How Thomas Cook’s centralised marketing, local brand will make package holidays cool again
With its brand revamp now being localised across Europe, Thomas Cook’s bid to reassert itself in a holiday market being disrupted on all sides is gathering steam.
Package holidays have become a bit of a dirty word amid the democratisation of travel, with people increasingly likely to view it as a boring alternative to creating their own cheaper, bespoke trips. To win back those customers Thomas Cook recalibrated its marketing to show that it can offer value for money, without sacrificing quality or safety.
Where previously its ads that had tried this were admittedly generic, the ‘Leave it to us. You’re on holiday’ Albion-created efforts aim to tap into the more carnal instincts people have when they go away.

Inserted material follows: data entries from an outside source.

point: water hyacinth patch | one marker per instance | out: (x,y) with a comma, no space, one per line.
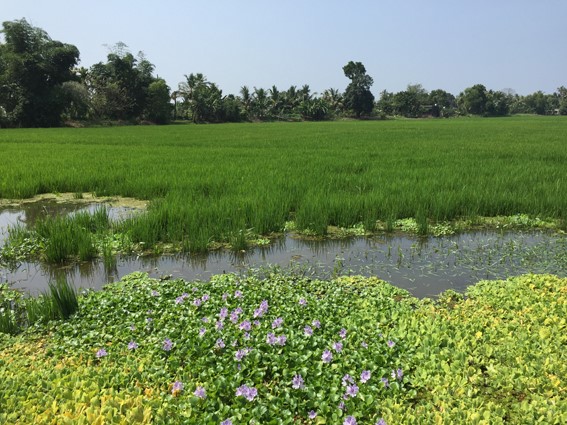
(298,382)
(350,420)
(365,376)
(167,345)
(200,392)
(177,388)
(249,393)
(271,381)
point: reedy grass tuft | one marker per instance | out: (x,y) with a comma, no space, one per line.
(64,298)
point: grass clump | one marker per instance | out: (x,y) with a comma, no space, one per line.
(19,312)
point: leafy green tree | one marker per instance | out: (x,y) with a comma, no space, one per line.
(562,100)
(413,102)
(442,103)
(335,100)
(33,68)
(358,98)
(498,104)
(120,87)
(473,100)
(157,108)
(385,104)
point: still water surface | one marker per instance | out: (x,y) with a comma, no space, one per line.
(425,267)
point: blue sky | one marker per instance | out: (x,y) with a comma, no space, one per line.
(448,44)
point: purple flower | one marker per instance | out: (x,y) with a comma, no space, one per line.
(167,344)
(365,376)
(297,382)
(177,388)
(247,392)
(245,326)
(259,312)
(347,379)
(327,356)
(352,390)
(200,392)
(397,374)
(350,420)
(277,323)
(240,354)
(223,313)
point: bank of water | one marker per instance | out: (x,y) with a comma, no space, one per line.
(423,266)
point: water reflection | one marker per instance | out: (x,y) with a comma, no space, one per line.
(425,267)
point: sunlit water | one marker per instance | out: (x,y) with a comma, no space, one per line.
(425,267)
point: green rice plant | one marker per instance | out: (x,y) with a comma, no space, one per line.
(40,309)
(108,255)
(239,240)
(219,179)
(64,297)
(8,323)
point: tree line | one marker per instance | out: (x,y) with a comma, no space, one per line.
(41,85)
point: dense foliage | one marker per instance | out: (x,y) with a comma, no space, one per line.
(285,349)
(33,71)
(40,86)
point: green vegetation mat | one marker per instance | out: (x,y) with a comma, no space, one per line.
(285,349)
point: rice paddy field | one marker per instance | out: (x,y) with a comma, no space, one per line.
(280,347)
(215,183)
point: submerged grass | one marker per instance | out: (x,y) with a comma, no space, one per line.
(207,183)
(18,312)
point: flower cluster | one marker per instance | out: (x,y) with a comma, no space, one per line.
(249,393)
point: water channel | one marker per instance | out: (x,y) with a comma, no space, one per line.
(424,266)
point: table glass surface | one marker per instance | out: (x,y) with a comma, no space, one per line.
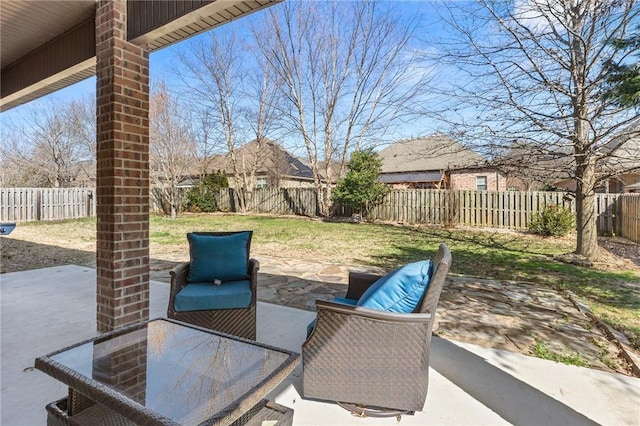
(180,372)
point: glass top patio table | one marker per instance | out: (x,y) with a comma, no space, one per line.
(167,372)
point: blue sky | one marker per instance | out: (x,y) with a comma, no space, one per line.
(162,65)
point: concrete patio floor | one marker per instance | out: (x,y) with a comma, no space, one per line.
(44,310)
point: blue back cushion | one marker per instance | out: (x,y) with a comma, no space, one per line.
(399,291)
(222,257)
(206,296)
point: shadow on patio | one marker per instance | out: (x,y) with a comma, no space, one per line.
(44,310)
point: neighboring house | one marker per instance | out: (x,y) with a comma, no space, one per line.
(437,162)
(622,166)
(276,167)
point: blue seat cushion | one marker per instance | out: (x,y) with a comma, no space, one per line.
(206,296)
(399,291)
(222,257)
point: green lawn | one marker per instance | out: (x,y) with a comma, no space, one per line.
(614,295)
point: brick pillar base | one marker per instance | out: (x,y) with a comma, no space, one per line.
(122,190)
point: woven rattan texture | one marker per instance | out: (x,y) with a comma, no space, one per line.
(238,322)
(96,415)
(373,358)
(266,411)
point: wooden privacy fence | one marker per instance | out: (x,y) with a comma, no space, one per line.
(617,214)
(27,204)
(493,209)
(630,217)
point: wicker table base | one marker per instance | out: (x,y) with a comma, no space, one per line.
(99,415)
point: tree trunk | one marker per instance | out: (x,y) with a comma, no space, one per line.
(587,239)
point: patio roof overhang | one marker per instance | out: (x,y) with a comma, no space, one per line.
(48,45)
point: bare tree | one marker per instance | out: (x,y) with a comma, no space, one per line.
(172,147)
(215,78)
(46,147)
(530,76)
(347,74)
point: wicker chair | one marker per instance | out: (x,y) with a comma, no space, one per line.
(371,362)
(239,321)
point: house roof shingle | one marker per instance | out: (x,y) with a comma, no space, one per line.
(431,153)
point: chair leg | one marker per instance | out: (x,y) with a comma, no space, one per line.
(364,411)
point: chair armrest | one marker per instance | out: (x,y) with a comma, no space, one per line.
(370,357)
(178,281)
(359,282)
(179,276)
(254,267)
(371,314)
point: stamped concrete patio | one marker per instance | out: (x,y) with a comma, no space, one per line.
(47,309)
(506,315)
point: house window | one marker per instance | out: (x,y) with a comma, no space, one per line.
(261,183)
(481,183)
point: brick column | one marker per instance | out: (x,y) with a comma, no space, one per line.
(122,188)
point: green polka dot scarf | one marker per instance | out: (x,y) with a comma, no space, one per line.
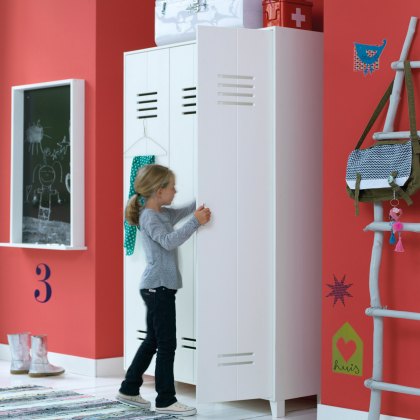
(130,231)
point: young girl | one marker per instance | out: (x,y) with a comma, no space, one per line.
(155,188)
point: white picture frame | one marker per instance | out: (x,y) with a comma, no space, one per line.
(47,166)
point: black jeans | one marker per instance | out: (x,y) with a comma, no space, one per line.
(160,338)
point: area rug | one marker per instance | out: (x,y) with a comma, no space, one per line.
(38,402)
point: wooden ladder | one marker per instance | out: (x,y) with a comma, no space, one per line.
(379,226)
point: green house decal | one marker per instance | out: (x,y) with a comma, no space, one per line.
(347,354)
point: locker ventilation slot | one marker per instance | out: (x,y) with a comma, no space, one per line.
(235,89)
(189,101)
(234,359)
(188,343)
(147,105)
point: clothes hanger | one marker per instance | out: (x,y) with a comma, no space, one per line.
(141,146)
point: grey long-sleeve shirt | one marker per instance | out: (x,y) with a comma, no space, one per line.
(160,242)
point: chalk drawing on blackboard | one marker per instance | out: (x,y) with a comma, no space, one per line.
(46,161)
(34,135)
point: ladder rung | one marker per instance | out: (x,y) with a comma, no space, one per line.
(384,386)
(387,313)
(385,227)
(392,135)
(399,65)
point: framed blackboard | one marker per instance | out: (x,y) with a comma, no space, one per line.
(46,166)
(47,200)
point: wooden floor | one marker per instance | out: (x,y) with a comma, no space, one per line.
(302,409)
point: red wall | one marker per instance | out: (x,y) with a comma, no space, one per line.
(54,40)
(350,98)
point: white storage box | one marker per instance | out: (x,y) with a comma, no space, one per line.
(177,20)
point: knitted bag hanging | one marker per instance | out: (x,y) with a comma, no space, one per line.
(389,169)
(130,231)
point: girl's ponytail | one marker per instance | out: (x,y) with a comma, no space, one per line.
(148,180)
(132,210)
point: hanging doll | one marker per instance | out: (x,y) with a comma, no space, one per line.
(396,227)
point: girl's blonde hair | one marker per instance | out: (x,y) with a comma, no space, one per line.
(148,181)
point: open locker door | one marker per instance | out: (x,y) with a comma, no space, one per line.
(235,251)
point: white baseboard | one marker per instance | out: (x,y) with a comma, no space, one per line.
(327,412)
(80,365)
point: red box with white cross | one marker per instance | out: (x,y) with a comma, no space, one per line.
(290,13)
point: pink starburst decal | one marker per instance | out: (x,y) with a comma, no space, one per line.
(339,290)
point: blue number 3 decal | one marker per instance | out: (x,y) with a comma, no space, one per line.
(47,274)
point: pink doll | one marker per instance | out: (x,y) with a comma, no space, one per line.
(396,226)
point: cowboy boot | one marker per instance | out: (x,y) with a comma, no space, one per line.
(19,349)
(39,364)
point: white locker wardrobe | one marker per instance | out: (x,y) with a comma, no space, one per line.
(239,116)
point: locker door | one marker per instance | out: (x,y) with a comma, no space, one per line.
(146,106)
(182,162)
(235,252)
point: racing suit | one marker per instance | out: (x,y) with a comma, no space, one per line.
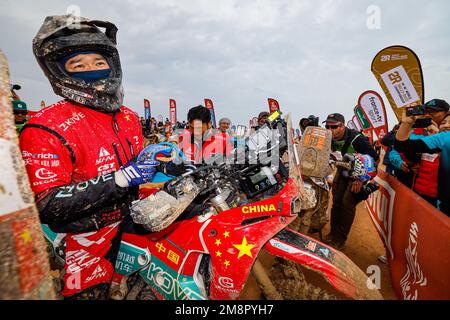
(70,153)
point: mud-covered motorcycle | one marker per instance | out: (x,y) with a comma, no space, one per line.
(208,227)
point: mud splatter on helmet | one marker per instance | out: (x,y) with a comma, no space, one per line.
(60,36)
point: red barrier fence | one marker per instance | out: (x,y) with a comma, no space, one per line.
(417,240)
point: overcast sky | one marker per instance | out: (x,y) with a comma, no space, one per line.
(314,57)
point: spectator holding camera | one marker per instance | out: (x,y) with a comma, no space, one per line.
(432,144)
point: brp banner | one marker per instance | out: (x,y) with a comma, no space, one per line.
(399,73)
(352,125)
(210,106)
(373,107)
(357,123)
(416,236)
(173,111)
(365,124)
(148,113)
(273,105)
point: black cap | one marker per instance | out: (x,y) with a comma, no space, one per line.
(335,117)
(437,105)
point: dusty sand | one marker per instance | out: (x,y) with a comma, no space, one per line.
(363,247)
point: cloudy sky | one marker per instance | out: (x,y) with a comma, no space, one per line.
(314,57)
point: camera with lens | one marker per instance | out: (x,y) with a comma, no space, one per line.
(415,111)
(366,191)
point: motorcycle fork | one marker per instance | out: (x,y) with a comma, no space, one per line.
(264,283)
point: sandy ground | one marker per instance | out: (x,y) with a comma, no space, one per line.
(363,247)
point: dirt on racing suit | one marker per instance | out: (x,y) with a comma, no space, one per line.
(70,152)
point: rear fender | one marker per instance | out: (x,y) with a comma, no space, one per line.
(334,266)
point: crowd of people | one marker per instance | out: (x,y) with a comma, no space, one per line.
(91,136)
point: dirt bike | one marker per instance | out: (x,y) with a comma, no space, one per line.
(229,215)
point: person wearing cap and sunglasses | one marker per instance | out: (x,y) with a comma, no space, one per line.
(432,144)
(345,189)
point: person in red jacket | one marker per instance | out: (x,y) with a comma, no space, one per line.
(80,153)
(199,142)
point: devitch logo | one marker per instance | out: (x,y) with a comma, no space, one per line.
(104,156)
(103,153)
(45,174)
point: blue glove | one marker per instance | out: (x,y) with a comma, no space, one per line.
(137,173)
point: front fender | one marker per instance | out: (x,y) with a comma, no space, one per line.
(342,273)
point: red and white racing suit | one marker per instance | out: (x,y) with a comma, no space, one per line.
(70,153)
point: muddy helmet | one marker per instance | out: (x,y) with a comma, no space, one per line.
(62,36)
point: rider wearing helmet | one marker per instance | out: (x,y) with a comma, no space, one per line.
(311,121)
(80,153)
(199,143)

Consequently, taglines such as ‘fool around’, ‘do nothing’ and ‘be greedy’ run across online and outdoor media to reflect the fact that people don’t want to be themselves when they’re on holiday.
"The holiday market has seen an incredible amount of disruption over the past 10 years,” said Adam Lawrenson, creative director at Albion.
The emergence of companies like Airbnb combined with how technology is changing the way people shop for holidays is causing considerable change.
“But if Thomas Cook are going to adapt these changes, they need to emotionally connect with people first," added Lawrenson. "Our campaign reminds people that holidays are a chance for you to let loose. To be your holiday self not your best self."
It’s still early days and while the main concepts have been rolled out to 14 markets across Europe, online activations will be handled locally. Thomas Cook centralised its marketing last year and this campaign will see each market bring digital to the fore via investments, such as programmatic and digital screens, as the business looks to sharpen its personalisation in order to increase conversions.
For the year to September, conversions rose for every device, with desktop up by 10 per cent, tablet 16 per cent and mobile by 67 per cent year-on-year. Use of the Internet to book climbed to 40 per cent from 38 per cent the previous year.
Like its peers, Thomas Cook is all too aware of the importance of creating a seamless journey between all its channels and is pursuing more service-led activations to boost interactions. It’s why Albion was handed the Thomas Cook brief earlier this year to focus on product and communications. Those services are planned for sometime next year and won’t necessarily be apps but rather features that are mindful of how technology has revolutionised the way people shop for holidays.
“We won the business earlier this year on a joint product and comms agenda,” explained Lawrenson.
"But the brief, first and foremost, has been to help Thomas Cook build a bold, positive brand image as we go into the busy booking season. Beyond the necessary market adaptations, the next phase of work will look at building on the promise of "you're on holiday" with meaningful product innovations."
The marketing refresh comes at an important time for Thomas Cook; despite a return to profit in 2015 for the first time in five years, the business has been beset by problems, with the terror attacks across Europe and the Greek finance crisis affecting demand. It's heaped added urgency on the 'Leave it to us. You’re on holiday’ strategy to come good as shown by its launch at a time when the bulk of the holiday seller’s summer bookings are made.
The campaign’s success will be measured two-fold; one part is the number of bookings it incites and the other will be tracking softer metrics such as sentiment.
"The pool kid spot has already had an incredible response online, which is a signal that the brand measures are looking good. But the real proof of the campaign's success will be seen when the busy winter booking season is over,” said Lawrenson.
The move comes amid rapid change in the holiday market. The emergence of companies like Airbnb combined with how technology is changing the way people shop for holidays is causing considerable disruption.